To shorten the after-end-game you might pass before all dead stones
are eliminated. However, doing so you or your program risks, that
your opponent disagrees on what is dead. Therefore you need what is
called an "agreement phase" (but how is this done when two programs
play each other?).
If i'm not mistaken, computer go requires a program to demonstrate
that it is able to capture.
> so maybe the first step shoulb be develop a system that can manage the
> group problem
Very, very difficult but not a problem for game end determination.
> the difference from go to chess or backgammon is u have no
> deterministic end of game and u dont know such easy who won it
As said not true in my opinion. Go players agree (easily) on game end
and also all computer go programs have solved the "game end" problem.

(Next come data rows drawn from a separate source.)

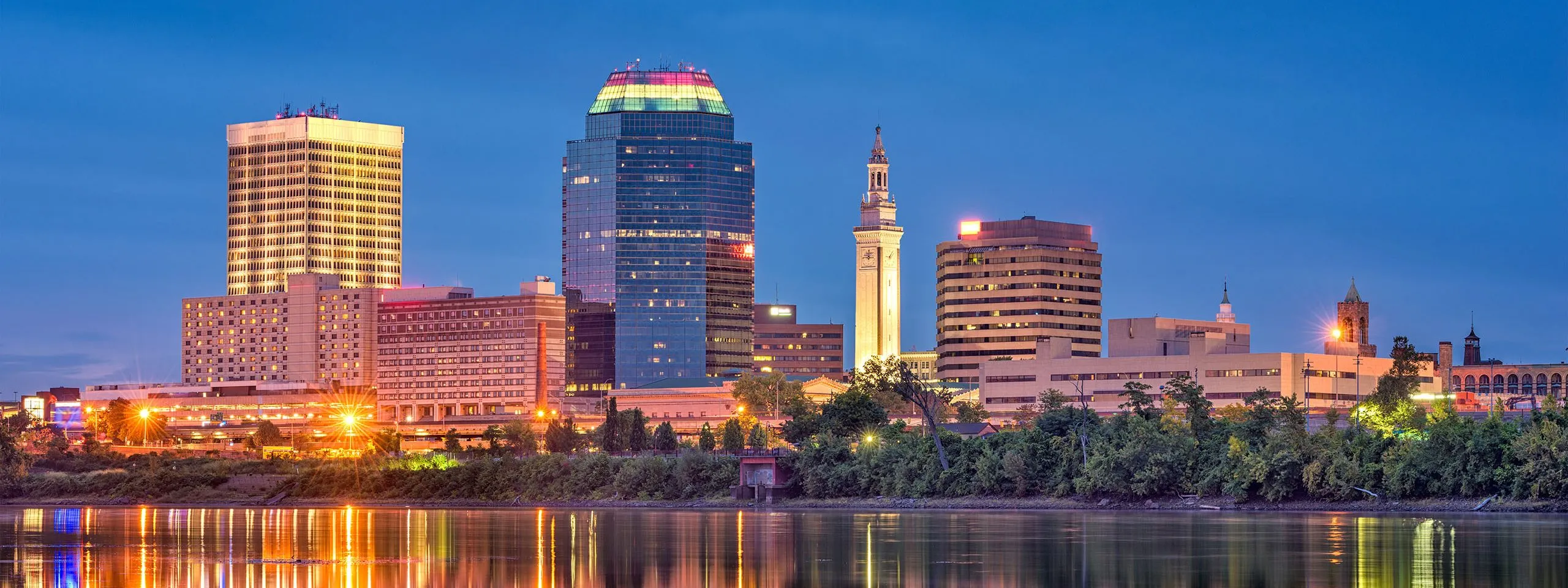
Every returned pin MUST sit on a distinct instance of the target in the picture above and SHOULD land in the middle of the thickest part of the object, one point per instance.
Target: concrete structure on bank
(1006, 284)
(878, 290)
(311, 194)
(1316, 380)
(799, 349)
(468, 356)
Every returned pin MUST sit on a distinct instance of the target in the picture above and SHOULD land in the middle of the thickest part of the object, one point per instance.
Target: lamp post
(1306, 380)
(145, 416)
(1359, 390)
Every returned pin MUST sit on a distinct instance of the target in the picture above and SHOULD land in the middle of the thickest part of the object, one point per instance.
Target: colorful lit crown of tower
(659, 91)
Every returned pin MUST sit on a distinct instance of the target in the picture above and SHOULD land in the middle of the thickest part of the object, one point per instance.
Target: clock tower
(877, 292)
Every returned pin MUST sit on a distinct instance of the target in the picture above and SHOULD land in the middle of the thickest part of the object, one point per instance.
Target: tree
(521, 438)
(850, 415)
(265, 435)
(493, 436)
(758, 438)
(665, 438)
(706, 440)
(878, 379)
(386, 441)
(929, 401)
(13, 457)
(771, 393)
(734, 436)
(971, 412)
(636, 430)
(611, 430)
(1189, 394)
(1402, 379)
(560, 436)
(1139, 401)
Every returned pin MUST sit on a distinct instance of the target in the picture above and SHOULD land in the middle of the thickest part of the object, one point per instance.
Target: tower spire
(1225, 315)
(878, 154)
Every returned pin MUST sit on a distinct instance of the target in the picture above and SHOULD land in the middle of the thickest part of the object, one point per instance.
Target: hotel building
(312, 330)
(469, 356)
(657, 256)
(312, 194)
(1004, 286)
(797, 349)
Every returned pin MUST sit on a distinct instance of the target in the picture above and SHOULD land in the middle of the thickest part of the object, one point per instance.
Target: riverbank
(1026, 504)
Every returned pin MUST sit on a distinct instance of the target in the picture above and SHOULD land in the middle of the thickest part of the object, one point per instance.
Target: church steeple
(877, 176)
(1225, 315)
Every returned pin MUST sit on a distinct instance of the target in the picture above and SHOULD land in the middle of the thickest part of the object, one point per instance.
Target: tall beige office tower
(1004, 286)
(311, 194)
(877, 294)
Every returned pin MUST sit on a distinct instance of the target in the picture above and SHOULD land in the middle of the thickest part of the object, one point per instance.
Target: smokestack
(541, 397)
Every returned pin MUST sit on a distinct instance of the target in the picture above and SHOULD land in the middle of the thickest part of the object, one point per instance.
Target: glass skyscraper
(657, 258)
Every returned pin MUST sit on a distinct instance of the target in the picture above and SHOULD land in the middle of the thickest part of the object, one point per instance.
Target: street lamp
(145, 416)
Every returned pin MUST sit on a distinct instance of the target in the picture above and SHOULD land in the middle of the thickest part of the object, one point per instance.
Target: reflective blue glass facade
(657, 258)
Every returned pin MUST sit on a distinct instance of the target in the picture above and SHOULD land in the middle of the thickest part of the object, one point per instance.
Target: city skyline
(1426, 279)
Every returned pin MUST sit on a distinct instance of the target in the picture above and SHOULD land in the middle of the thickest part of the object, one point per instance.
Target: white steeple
(1225, 315)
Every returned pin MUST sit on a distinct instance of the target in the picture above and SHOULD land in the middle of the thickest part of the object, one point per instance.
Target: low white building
(1313, 379)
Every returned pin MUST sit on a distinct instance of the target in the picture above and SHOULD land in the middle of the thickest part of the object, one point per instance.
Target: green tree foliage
(267, 435)
(634, 430)
(767, 393)
(758, 438)
(609, 433)
(706, 440)
(521, 438)
(560, 436)
(734, 436)
(880, 379)
(665, 438)
(13, 454)
(386, 441)
(493, 436)
(971, 412)
(1139, 401)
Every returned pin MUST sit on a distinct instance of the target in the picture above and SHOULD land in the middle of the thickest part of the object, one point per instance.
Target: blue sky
(1421, 148)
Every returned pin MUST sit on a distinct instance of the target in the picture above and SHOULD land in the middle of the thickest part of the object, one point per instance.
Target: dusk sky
(1421, 148)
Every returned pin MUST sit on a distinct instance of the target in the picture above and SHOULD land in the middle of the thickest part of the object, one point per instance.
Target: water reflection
(725, 548)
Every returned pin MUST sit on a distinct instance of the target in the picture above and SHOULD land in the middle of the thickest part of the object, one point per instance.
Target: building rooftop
(659, 91)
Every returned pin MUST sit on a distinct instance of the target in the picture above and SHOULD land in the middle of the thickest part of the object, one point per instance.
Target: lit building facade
(785, 345)
(312, 194)
(1319, 382)
(1496, 380)
(877, 279)
(657, 255)
(469, 356)
(312, 330)
(921, 363)
(1004, 286)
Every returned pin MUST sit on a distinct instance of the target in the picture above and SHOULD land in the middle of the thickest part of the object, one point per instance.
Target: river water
(145, 546)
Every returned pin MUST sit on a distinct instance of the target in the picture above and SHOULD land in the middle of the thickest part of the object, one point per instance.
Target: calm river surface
(130, 546)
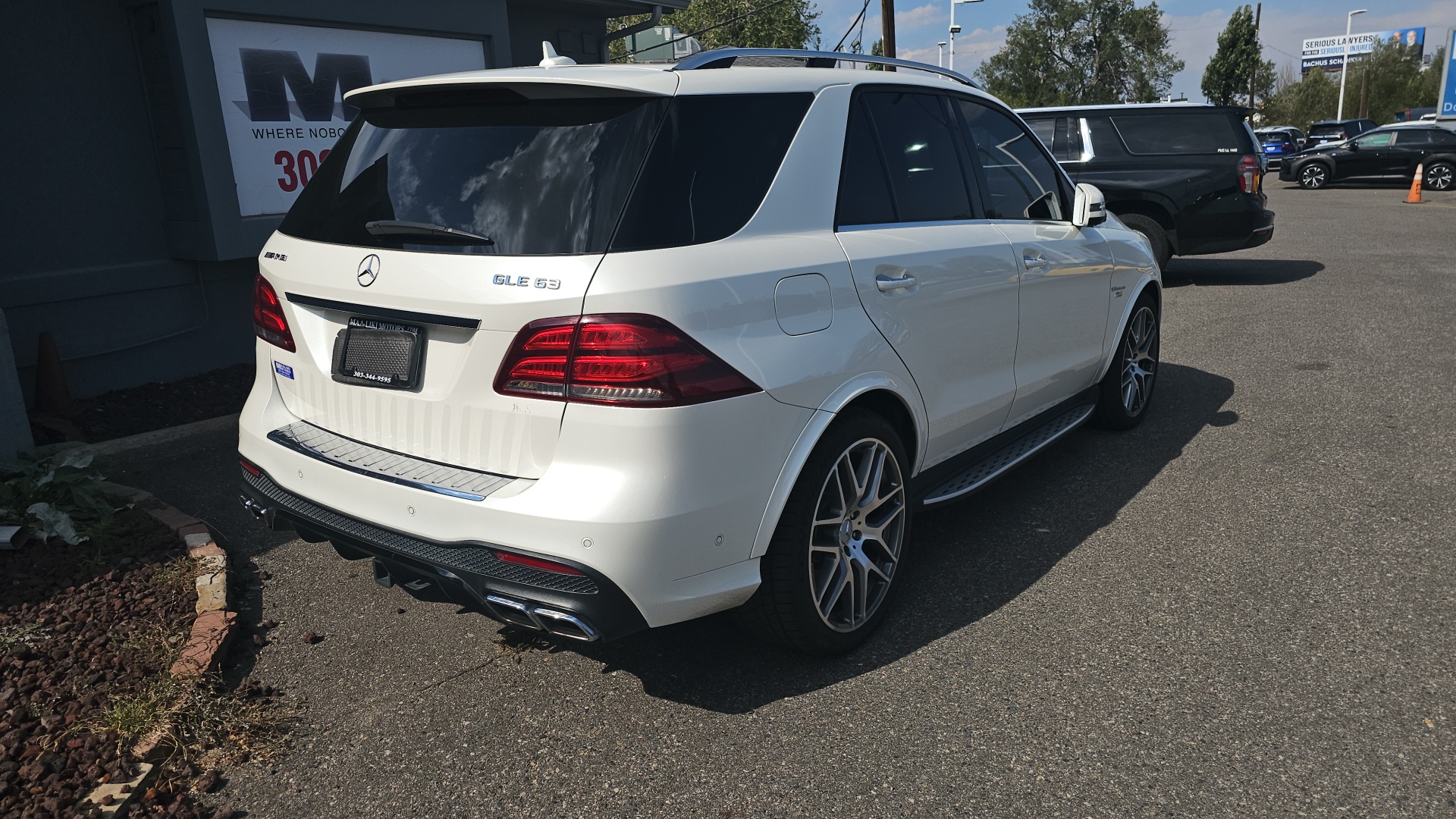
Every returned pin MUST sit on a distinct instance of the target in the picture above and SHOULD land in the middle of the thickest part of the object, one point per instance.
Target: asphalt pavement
(1242, 608)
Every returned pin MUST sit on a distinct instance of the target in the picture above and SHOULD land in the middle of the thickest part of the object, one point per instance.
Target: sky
(1193, 24)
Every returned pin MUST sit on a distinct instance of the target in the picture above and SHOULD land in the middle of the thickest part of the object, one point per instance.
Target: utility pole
(887, 22)
(1258, 55)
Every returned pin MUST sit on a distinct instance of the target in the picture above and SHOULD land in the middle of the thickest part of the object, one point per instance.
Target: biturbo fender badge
(526, 281)
(367, 271)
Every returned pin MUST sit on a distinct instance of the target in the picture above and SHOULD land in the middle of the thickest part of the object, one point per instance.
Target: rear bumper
(463, 573)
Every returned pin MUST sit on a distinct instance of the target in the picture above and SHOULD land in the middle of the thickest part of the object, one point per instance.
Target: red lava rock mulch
(79, 629)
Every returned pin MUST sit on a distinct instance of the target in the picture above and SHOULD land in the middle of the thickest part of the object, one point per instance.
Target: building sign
(283, 88)
(1329, 53)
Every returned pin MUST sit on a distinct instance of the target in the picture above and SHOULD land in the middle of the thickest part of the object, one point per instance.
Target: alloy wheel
(1439, 177)
(1139, 360)
(856, 537)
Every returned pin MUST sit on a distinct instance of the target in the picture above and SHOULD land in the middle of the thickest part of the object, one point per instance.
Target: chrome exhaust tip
(541, 618)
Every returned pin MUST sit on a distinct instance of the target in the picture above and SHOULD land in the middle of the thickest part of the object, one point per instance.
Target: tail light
(268, 321)
(615, 359)
(1250, 174)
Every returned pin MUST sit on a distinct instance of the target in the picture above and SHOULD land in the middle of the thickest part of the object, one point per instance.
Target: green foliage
(1237, 61)
(786, 24)
(60, 496)
(1082, 53)
(1392, 80)
(1310, 99)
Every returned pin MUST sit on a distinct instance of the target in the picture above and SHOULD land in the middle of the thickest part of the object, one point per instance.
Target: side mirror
(1090, 209)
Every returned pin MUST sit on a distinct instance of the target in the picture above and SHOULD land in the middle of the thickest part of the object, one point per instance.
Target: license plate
(378, 353)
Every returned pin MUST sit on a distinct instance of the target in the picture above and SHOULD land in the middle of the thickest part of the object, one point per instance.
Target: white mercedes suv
(593, 349)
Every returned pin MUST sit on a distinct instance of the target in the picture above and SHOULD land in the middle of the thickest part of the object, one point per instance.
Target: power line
(859, 17)
(680, 38)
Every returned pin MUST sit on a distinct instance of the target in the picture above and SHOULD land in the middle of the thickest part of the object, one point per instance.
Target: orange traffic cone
(1414, 197)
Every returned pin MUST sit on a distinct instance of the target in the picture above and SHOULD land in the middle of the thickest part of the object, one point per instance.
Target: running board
(993, 465)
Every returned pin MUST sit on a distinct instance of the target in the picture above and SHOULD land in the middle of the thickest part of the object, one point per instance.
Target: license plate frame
(379, 353)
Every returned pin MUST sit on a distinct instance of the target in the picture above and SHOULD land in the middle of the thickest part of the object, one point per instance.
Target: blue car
(1279, 143)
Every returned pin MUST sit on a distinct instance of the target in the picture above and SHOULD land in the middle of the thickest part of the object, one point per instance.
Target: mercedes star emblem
(369, 270)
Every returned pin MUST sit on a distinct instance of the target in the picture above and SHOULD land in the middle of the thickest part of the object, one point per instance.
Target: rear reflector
(1250, 174)
(615, 359)
(268, 321)
(539, 563)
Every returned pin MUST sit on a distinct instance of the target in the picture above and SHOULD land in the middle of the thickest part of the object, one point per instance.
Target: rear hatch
(443, 222)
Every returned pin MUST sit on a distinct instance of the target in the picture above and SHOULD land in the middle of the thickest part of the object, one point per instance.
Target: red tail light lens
(539, 563)
(268, 319)
(1250, 174)
(615, 359)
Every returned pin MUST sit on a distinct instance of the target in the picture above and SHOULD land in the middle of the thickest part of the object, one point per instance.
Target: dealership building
(156, 145)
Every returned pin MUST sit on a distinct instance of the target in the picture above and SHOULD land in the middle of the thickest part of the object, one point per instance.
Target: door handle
(887, 283)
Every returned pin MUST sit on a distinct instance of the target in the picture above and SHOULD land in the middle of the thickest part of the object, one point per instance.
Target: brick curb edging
(207, 642)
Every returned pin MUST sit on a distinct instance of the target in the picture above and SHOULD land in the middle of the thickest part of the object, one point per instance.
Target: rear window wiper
(425, 234)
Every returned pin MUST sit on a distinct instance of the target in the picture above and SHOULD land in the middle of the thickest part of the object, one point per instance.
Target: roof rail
(726, 57)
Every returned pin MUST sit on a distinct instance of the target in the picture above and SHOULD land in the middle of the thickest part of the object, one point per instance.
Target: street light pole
(956, 28)
(1345, 63)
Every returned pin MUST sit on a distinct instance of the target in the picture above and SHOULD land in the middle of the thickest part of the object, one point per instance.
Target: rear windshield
(1178, 133)
(548, 177)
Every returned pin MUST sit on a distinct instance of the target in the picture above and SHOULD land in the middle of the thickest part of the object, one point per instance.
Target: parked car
(1187, 177)
(593, 349)
(1280, 142)
(1337, 131)
(1391, 152)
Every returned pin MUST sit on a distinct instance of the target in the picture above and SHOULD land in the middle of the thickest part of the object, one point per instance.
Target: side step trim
(386, 465)
(993, 465)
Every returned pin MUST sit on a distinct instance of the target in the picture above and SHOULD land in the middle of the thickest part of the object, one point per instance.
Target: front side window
(1019, 181)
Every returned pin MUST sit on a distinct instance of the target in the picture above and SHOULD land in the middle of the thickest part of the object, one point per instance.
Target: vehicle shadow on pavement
(1237, 271)
(963, 564)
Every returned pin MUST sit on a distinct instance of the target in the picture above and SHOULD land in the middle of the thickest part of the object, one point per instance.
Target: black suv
(1392, 152)
(1337, 131)
(1187, 177)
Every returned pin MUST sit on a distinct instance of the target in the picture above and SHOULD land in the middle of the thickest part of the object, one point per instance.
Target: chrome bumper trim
(386, 465)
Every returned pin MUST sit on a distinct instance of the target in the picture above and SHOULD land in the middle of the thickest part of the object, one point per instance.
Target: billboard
(1327, 53)
(283, 88)
(1446, 108)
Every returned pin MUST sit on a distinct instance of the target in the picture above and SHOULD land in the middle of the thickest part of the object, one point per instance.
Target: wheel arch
(883, 394)
(1153, 287)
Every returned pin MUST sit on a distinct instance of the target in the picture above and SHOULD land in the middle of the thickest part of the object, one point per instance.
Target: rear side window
(918, 148)
(533, 175)
(1019, 181)
(1178, 133)
(710, 169)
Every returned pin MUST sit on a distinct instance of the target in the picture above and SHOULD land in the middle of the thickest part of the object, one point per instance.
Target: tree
(1394, 80)
(764, 24)
(1237, 61)
(1082, 52)
(1310, 99)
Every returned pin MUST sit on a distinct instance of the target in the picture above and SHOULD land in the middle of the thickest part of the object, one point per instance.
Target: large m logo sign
(267, 72)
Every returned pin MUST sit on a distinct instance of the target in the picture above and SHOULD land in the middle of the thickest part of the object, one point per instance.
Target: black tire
(804, 561)
(1128, 388)
(1155, 235)
(1439, 177)
(1315, 175)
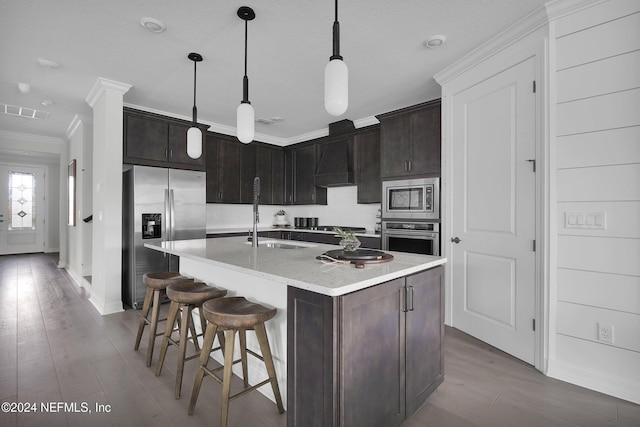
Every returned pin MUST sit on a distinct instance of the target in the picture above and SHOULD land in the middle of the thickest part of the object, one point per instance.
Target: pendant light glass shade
(194, 134)
(246, 123)
(194, 142)
(336, 87)
(336, 76)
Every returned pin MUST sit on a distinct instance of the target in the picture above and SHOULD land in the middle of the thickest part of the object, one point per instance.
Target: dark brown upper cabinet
(367, 148)
(153, 140)
(411, 141)
(302, 162)
(270, 170)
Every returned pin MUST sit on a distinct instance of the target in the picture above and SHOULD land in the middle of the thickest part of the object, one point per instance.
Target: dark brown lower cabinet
(369, 358)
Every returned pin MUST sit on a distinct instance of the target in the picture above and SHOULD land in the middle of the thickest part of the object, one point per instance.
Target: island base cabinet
(368, 358)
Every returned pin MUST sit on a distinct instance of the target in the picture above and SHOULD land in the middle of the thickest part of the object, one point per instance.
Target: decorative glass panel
(22, 204)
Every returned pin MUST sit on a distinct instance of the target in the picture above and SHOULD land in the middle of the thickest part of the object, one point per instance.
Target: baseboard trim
(616, 387)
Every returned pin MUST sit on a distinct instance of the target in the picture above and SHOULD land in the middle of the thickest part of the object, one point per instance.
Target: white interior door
(493, 206)
(21, 209)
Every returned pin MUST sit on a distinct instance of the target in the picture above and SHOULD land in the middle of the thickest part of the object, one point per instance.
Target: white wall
(597, 143)
(341, 209)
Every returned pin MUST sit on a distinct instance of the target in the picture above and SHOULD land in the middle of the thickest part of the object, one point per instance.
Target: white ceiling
(289, 46)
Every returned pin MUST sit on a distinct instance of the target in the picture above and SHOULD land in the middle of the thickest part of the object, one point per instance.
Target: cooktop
(345, 228)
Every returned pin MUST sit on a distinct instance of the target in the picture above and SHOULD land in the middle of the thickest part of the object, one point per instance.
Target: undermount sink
(281, 244)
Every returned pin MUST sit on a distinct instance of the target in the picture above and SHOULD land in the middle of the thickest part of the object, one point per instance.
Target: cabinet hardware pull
(411, 289)
(403, 299)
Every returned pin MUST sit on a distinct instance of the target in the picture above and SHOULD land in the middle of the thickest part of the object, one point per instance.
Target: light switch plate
(586, 220)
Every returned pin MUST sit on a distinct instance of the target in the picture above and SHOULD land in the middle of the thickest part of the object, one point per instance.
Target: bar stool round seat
(185, 296)
(235, 315)
(194, 293)
(156, 283)
(162, 279)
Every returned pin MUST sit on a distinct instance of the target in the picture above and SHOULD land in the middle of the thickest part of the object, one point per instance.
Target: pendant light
(336, 77)
(194, 134)
(246, 115)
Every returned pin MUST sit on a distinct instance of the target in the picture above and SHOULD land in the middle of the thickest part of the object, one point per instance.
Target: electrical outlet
(605, 333)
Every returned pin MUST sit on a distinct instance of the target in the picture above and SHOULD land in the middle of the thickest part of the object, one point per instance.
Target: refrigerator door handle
(167, 216)
(172, 215)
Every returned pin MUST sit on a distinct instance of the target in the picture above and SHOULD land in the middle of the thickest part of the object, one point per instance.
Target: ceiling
(289, 44)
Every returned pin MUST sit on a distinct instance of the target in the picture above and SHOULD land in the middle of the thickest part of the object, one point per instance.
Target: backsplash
(341, 209)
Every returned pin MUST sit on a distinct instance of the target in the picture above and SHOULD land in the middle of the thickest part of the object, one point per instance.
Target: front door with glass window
(21, 209)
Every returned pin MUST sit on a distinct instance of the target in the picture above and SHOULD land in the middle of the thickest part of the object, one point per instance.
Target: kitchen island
(351, 346)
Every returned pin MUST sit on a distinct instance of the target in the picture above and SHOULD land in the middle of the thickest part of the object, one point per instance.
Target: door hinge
(533, 164)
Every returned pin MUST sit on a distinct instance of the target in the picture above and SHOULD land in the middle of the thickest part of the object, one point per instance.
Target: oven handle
(424, 236)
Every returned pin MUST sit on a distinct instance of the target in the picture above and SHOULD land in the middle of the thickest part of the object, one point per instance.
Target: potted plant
(348, 239)
(281, 217)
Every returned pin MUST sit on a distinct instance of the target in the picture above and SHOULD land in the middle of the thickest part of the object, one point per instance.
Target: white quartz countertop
(296, 267)
(368, 233)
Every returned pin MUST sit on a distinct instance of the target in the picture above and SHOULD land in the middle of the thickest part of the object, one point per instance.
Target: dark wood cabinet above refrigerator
(410, 141)
(153, 140)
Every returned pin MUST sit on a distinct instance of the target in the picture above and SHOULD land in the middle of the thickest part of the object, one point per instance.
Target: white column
(106, 99)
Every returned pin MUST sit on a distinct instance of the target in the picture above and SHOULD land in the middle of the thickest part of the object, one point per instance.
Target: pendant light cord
(245, 80)
(336, 36)
(195, 109)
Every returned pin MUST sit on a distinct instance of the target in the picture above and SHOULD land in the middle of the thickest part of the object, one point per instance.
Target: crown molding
(537, 19)
(103, 85)
(515, 32)
(31, 137)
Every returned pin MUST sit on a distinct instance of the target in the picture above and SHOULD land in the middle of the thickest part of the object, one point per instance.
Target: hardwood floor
(55, 348)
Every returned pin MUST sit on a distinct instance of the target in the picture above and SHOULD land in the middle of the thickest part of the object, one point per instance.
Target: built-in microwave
(415, 199)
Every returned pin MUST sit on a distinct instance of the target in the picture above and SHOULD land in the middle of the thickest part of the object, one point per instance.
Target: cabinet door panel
(372, 356)
(146, 139)
(264, 172)
(368, 166)
(424, 337)
(304, 168)
(248, 173)
(425, 135)
(229, 171)
(396, 146)
(178, 147)
(277, 177)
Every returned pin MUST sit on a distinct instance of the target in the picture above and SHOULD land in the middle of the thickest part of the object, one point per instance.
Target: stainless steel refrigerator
(158, 205)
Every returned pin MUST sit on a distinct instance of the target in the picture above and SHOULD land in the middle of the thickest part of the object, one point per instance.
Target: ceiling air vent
(28, 113)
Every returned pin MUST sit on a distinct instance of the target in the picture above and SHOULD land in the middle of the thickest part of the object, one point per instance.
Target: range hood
(336, 157)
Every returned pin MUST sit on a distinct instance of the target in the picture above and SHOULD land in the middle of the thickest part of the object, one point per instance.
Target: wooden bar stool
(156, 284)
(235, 314)
(184, 298)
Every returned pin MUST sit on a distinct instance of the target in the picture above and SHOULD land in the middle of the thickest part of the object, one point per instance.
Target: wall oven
(411, 199)
(414, 237)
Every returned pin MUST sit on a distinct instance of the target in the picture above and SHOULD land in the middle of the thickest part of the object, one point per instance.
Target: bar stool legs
(151, 303)
(261, 332)
(184, 298)
(235, 315)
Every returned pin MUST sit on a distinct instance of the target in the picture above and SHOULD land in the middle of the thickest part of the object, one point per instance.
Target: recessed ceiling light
(48, 63)
(24, 87)
(153, 25)
(435, 41)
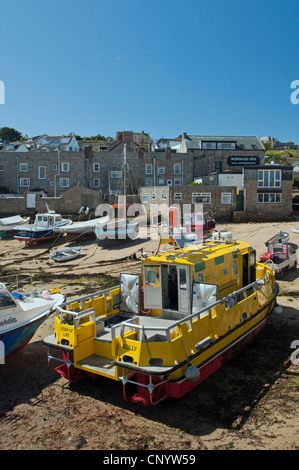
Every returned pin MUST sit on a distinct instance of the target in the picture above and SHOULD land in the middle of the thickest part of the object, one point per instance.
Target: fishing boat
(66, 253)
(84, 227)
(196, 225)
(43, 228)
(7, 225)
(117, 229)
(166, 329)
(23, 308)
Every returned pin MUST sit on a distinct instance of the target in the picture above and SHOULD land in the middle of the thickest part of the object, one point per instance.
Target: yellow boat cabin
(165, 330)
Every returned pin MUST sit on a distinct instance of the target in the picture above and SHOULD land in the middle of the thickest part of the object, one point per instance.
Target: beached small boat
(84, 227)
(23, 308)
(7, 225)
(281, 237)
(116, 229)
(43, 228)
(166, 329)
(66, 253)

Also: it is not forbidden to try a "late" invasion. The worst what
can happen is that the opponent demonstrates how to refute it.
Or is there a rule that you must trust the opponent that he has
a minimum Go skill to capture "impossible" invaders?
>From a human perspective it is of course annoying having to respond
to obviously non-working moves, but in my view to be able to pass
at the right time (or to resign at the right time) is part of the GO
knowledge of a good Go program.
Hans